Slow database test fallacy

By David Heinemeier Hansson on April 30, 2014

The classical definition of a unit test in TDD lore is one that doesn't touch the database. Or any other external interface, like the file system. The justification is largely one of speed. Connecting to external services like that would be too slow to get the feedback cycle you need.

That was probably true in 1997 when you were connecting to a mainframe database or some Oracle abomination. It's not true in 2014 where you can run your MySQL or PostgreSQL database locally off a super-fast SSD. You'll be hard pressed to even find a development machine today that doesn't have gobs of RAM, an SSD drive, and a speedy CPU.

Thus is the progress of computers. Heuristics and principles we adopt in one era of computing do not necessarily apply tomorrow. In fact, anything that's based on a definition of "slow" should be revisited frequently. Sound lessons can turn unsound very quickly. This is exactly what's happened to the "don't touch the database!" recommendation for unit testing.

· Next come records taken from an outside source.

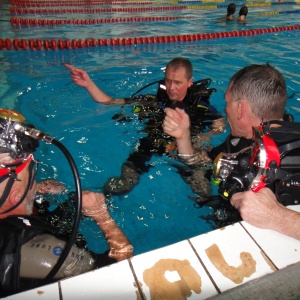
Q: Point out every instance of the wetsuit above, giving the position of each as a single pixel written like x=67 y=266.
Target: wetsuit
x=30 y=247
x=151 y=109
x=287 y=177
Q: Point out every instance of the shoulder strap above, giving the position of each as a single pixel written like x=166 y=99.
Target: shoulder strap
x=144 y=87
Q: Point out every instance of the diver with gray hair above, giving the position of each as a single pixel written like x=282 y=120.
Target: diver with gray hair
x=33 y=249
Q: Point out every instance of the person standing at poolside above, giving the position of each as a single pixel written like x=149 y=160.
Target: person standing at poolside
x=242 y=15
x=230 y=11
x=176 y=90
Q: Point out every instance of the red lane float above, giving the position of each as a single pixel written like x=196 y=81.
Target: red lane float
x=22 y=44
x=34 y=23
x=78 y=3
x=23 y=11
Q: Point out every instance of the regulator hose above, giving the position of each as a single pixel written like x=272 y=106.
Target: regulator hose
x=78 y=207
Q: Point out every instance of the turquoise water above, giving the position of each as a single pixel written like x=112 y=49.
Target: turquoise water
x=159 y=210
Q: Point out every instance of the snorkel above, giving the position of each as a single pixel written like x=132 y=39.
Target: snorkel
x=20 y=140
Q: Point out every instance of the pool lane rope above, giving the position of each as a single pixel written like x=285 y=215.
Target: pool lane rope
x=22 y=11
x=35 y=22
x=37 y=44
x=51 y=22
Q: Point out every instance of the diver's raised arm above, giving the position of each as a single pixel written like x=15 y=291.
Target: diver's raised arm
x=177 y=125
x=81 y=78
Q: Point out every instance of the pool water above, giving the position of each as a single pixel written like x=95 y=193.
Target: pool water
x=159 y=210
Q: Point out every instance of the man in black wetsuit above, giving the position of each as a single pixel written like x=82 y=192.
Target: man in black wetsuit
x=176 y=90
x=30 y=245
x=256 y=94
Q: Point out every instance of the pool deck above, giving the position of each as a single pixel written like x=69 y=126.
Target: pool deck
x=235 y=262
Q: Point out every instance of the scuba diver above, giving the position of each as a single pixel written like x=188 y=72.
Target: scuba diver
x=261 y=153
x=230 y=11
x=34 y=250
x=176 y=90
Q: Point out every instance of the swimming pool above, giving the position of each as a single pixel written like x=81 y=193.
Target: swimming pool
x=159 y=210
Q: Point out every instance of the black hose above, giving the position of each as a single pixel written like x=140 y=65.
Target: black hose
x=73 y=233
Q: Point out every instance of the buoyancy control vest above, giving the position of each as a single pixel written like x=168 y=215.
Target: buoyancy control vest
x=26 y=243
x=282 y=177
x=196 y=103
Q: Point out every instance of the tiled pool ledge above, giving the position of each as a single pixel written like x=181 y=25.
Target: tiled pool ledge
x=210 y=265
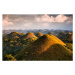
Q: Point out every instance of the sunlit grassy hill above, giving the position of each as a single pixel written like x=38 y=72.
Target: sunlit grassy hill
x=28 y=35
x=39 y=34
x=47 y=47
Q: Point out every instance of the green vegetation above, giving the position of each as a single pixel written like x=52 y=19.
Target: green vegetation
x=39 y=34
x=69 y=46
x=9 y=57
x=44 y=44
x=21 y=46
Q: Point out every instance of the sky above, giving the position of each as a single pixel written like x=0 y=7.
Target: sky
x=37 y=21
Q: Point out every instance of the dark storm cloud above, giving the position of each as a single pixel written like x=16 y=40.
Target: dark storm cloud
x=37 y=21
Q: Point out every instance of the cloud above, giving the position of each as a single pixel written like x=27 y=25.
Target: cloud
x=46 y=18
x=60 y=18
x=6 y=21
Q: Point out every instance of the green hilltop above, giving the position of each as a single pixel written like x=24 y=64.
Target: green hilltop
x=47 y=47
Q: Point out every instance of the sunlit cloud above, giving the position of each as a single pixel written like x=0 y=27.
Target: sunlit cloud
x=46 y=18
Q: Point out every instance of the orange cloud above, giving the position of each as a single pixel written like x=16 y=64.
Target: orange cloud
x=46 y=18
x=6 y=21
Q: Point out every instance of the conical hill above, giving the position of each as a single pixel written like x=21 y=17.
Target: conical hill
x=39 y=34
x=43 y=44
x=28 y=35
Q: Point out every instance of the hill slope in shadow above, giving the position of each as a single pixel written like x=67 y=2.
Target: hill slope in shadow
x=47 y=47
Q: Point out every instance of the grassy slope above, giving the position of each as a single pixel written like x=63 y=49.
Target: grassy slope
x=41 y=45
x=28 y=35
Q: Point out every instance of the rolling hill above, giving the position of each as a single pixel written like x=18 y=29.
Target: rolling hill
x=47 y=47
x=28 y=35
x=39 y=34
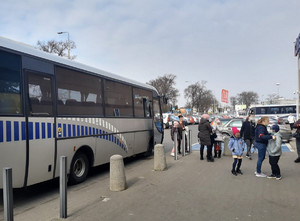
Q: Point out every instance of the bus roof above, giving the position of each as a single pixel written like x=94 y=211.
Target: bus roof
x=30 y=50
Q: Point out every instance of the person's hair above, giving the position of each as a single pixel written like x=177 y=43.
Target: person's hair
x=262 y=119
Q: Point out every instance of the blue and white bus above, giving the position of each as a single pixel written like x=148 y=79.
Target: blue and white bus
x=52 y=107
x=274 y=110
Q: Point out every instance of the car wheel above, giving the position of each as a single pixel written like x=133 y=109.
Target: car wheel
x=79 y=168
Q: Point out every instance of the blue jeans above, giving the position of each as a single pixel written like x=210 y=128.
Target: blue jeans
x=261 y=155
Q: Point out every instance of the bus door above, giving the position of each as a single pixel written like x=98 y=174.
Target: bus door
x=158 y=122
x=40 y=126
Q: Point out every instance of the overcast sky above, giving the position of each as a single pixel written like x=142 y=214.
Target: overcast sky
x=238 y=45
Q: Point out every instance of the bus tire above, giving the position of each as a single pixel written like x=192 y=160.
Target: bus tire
x=79 y=168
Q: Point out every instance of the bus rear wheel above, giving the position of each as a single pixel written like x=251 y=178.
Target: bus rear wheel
x=79 y=168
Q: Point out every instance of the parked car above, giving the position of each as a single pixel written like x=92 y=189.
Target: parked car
x=234 y=122
x=283 y=119
x=196 y=119
x=238 y=122
x=191 y=119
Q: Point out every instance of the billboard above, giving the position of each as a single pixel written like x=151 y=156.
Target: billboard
x=224 y=96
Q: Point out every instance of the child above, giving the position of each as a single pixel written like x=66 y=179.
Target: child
x=274 y=151
x=176 y=128
x=236 y=145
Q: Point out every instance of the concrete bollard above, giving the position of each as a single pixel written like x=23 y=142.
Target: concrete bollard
x=226 y=151
x=117 y=173
x=160 y=162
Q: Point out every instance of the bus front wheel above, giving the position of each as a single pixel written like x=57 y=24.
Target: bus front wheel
x=79 y=168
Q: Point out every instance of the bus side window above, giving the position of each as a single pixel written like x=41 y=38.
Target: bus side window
x=40 y=94
x=10 y=81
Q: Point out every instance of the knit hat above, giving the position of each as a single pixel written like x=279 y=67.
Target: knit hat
x=205 y=116
x=235 y=130
x=176 y=124
x=275 y=127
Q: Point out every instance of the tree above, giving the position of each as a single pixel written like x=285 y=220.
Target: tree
x=233 y=101
x=165 y=86
x=57 y=47
x=199 y=97
x=247 y=98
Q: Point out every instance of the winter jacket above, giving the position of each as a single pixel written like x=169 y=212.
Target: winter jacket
x=205 y=131
x=218 y=130
x=291 y=119
x=297 y=125
x=274 y=146
x=237 y=146
x=179 y=132
x=248 y=130
x=261 y=134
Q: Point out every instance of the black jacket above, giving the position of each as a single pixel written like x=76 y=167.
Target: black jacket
x=248 y=130
x=261 y=134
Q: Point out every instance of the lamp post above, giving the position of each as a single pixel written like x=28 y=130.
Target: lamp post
x=297 y=104
x=65 y=32
x=277 y=84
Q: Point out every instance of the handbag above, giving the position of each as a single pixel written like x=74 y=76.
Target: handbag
x=296 y=135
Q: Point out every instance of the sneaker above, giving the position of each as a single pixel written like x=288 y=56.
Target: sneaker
x=261 y=175
x=272 y=176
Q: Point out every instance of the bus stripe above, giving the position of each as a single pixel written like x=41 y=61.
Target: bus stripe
x=74 y=131
x=43 y=130
x=1 y=131
x=37 y=130
x=65 y=130
x=30 y=130
x=23 y=125
x=49 y=129
x=16 y=130
x=82 y=130
x=54 y=130
x=8 y=131
x=69 y=130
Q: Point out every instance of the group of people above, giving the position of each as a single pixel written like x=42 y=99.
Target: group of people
x=250 y=134
x=240 y=140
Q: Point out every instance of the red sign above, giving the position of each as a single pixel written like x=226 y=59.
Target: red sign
x=224 y=96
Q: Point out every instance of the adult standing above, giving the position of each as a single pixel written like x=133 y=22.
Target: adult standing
x=217 y=128
x=297 y=126
x=181 y=124
x=291 y=120
x=248 y=133
x=205 y=131
x=261 y=138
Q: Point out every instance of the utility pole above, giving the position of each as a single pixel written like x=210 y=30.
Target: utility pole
x=65 y=32
x=297 y=53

As I detailed in test-induced design damage, it's far from free to abstract yourself away from touching the database in most MVC systems. The amount of indirection and additional layers needed end up scarring the code base and hurting the clarity of the system. Inflicting such damage may well had been worth it back in the old days when a full suite of tests hitting the database would have taken hours to run. It so much certainly is not when we're talking about a few minutes.

All tests in 4 minutes, all model tests in 80 seconds

I can run every single model test in the Basecamp suite in 80 seconds. That's 3333 assertions, all hitting the database, all going through Active Record, and all using the killer Rails feature of test fixtures. The entire suite, which includes controller and integration tests that likewise go through the database and test fixtures, runs in 4 minutes and 30 seconds. That's for a 1:1 test:code ratio.

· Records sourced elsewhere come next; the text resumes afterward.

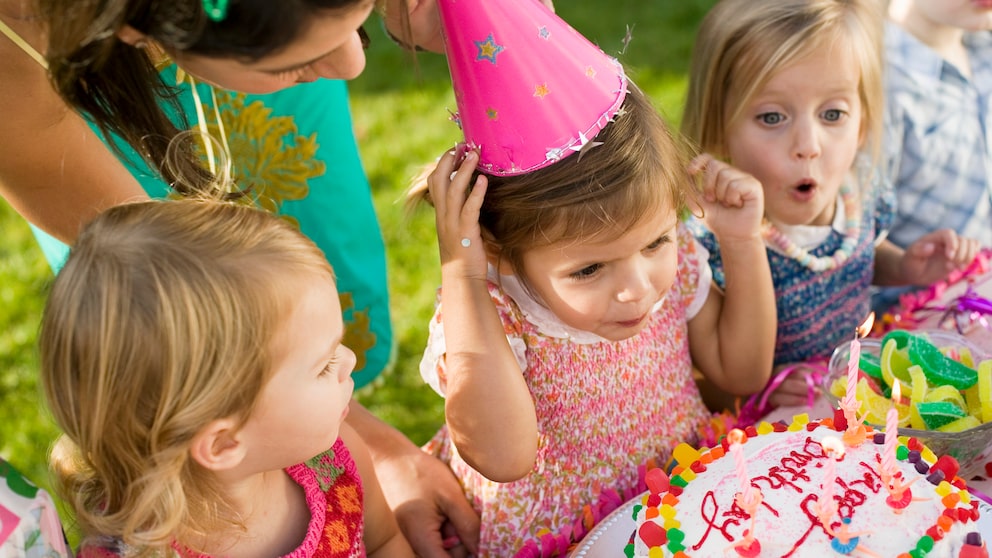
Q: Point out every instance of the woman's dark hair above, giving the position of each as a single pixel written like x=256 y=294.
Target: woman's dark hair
x=119 y=88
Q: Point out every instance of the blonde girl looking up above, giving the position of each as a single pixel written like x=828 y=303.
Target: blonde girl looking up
x=572 y=305
x=789 y=92
x=191 y=353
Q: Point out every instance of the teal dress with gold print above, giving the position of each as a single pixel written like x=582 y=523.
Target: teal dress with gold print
x=296 y=150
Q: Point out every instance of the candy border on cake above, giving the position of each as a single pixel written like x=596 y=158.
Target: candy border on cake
x=959 y=506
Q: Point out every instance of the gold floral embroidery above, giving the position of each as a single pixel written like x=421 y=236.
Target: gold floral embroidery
x=274 y=164
x=269 y=157
x=357 y=335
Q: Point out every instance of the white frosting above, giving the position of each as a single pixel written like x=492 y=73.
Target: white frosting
x=790 y=487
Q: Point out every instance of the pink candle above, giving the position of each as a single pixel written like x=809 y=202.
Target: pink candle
x=736 y=437
x=891 y=432
x=853 y=365
x=833 y=448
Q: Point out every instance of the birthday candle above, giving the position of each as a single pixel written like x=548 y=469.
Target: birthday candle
x=833 y=448
x=736 y=437
x=891 y=432
x=853 y=365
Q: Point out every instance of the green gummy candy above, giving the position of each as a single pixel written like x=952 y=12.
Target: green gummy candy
x=939 y=369
x=938 y=413
x=870 y=365
x=901 y=336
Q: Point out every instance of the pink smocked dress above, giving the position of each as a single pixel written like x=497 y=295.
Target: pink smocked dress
x=605 y=411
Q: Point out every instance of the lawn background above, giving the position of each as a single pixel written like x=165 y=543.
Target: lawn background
x=400 y=108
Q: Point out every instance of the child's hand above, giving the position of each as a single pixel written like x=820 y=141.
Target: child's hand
x=935 y=254
x=732 y=199
x=456 y=206
x=795 y=388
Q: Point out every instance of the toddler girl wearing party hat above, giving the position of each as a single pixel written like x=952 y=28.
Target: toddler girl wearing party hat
x=573 y=301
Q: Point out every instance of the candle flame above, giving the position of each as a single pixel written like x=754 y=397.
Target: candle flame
x=832 y=447
x=736 y=436
x=865 y=327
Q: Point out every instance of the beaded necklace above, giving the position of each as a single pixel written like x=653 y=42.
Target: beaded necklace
x=816 y=264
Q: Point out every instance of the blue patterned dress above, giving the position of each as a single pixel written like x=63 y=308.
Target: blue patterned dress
x=817 y=311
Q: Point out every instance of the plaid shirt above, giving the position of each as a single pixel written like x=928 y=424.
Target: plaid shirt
x=936 y=148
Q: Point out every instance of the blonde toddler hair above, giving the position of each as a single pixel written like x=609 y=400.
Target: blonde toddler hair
x=741 y=44
x=159 y=323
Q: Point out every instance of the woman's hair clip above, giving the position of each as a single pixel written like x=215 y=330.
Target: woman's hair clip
x=216 y=9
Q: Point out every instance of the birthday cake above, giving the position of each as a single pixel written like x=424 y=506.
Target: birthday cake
x=918 y=506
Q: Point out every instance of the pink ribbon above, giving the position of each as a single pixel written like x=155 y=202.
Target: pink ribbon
x=757 y=405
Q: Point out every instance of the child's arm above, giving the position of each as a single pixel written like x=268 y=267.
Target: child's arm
x=926 y=261
x=732 y=338
x=382 y=533
x=488 y=407
x=423 y=493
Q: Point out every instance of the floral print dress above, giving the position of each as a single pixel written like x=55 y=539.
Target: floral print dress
x=605 y=411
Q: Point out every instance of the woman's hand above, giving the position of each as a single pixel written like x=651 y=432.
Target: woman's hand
x=936 y=254
x=798 y=388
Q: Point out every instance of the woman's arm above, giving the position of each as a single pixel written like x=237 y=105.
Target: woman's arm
x=54 y=170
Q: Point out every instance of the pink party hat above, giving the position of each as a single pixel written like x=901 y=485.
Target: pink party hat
x=530 y=89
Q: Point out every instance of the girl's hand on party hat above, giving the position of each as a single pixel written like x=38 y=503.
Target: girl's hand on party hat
x=732 y=199
x=456 y=210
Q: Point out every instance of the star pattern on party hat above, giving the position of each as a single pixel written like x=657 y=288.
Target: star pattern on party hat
x=488 y=49
x=530 y=89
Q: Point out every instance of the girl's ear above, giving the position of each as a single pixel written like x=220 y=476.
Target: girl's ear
x=217 y=447
x=494 y=252
x=131 y=36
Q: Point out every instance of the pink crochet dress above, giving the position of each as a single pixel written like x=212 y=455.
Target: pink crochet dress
x=605 y=410
x=334 y=494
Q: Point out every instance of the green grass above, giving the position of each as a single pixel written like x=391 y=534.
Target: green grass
x=401 y=121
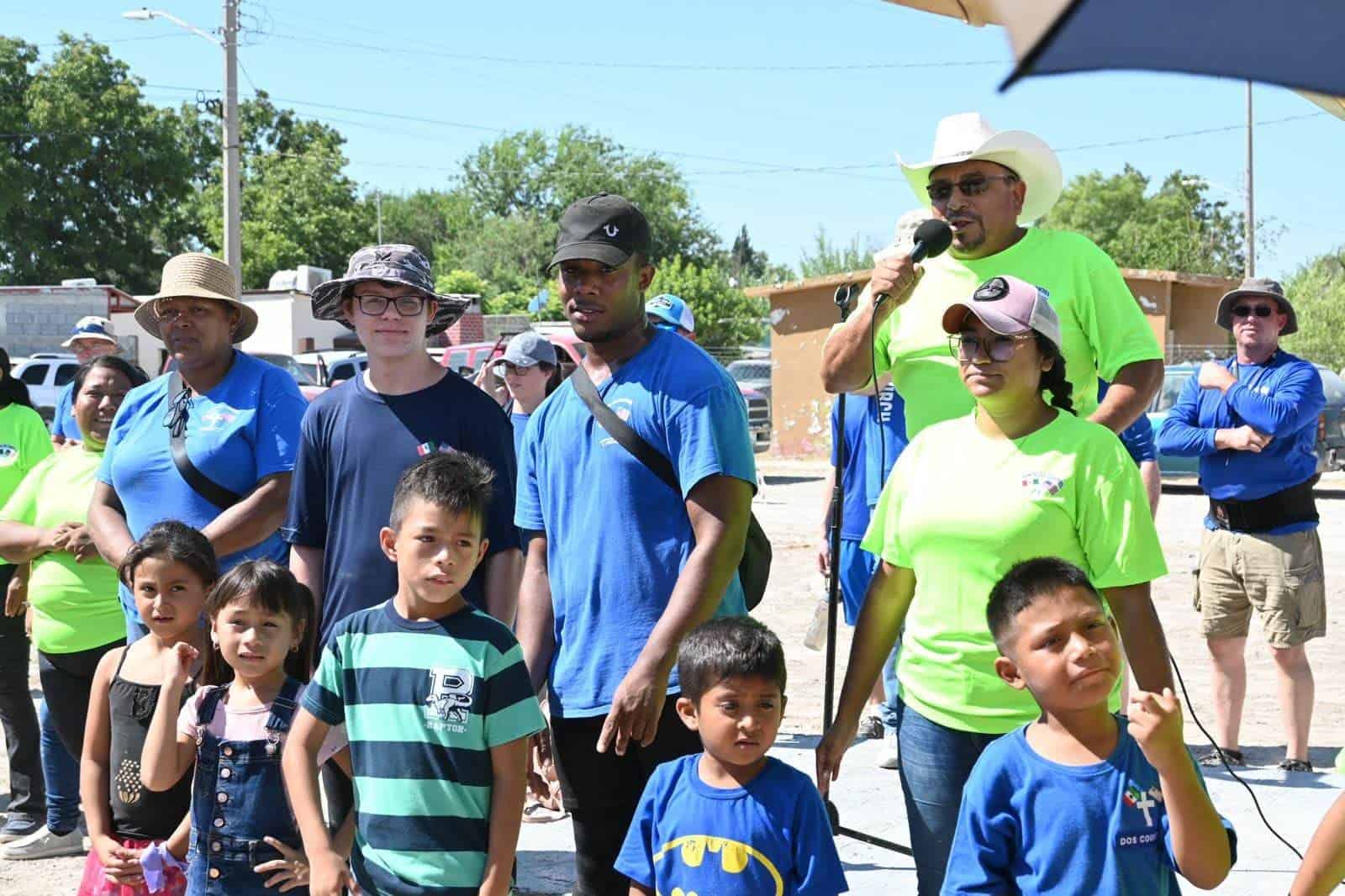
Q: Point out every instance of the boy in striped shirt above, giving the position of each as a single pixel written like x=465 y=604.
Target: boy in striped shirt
x=437 y=708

You might think, well, that's pretty fast for a whole suite, but I still wouldn't want to wait 80 seconds every time I make a single change to my model, and want to test that. Of course not! Why on earth would you run your entire test harness for every single line change in a particular model? If you have so little confidence in the locality of your changes, the tests are indeed telling you that the system has overly high coupling.

What I do is to run just the suite for the model in question. For large Rails applications, this used to still be a little painful. You had to wait for Rails to boot the entire application every time you wanted to run the suite, which took about 5 seconds for Basecamp. Enough to be annoying.

Rails has since adopted a persistent test process through the wonderful Spring preloader. Just like CGI was a bad model for any complicated web application, so too is reloading your entire application and framework on every test run. These days I can run the entire test suite for our Person model — 52 cases, 111 assertions — in just under 4 seconds from start to finish. Plenty fast enough for a great feedback cycle!

The power of test fixtures

This great speed is partly due to the wonders of test fixtures. The default test fixtures in Rails are reset on a per case basis, such that each test case runs in isolation, but it's done through a transaction wrapper. Before each test case, we do BEGIN TRANSACTION, and at the end of the case, we do ROLLBACK TRANSACTION. This is crazy fast, so there's no setup penalty.

Then when you're done working on your model, and you're ready to check in your new feature, or just take a little break, you run the entire 80-second suite. Just to make sure that you didn't inadvertently break something in a far away model.

Between the two modes of testing, you'll have great confidence in your ability to make changes and develop new functionality, without the anxiety of breaking stuff left and right. THAT'S the true power of testing!

So please. Don't pervert your architecture in order to prematurely optimize for the performance characteristics of the mid-nineties. Embrace the awesome power of modern computers, and revel in the clarity of a code base unharmed by test-induced design damage.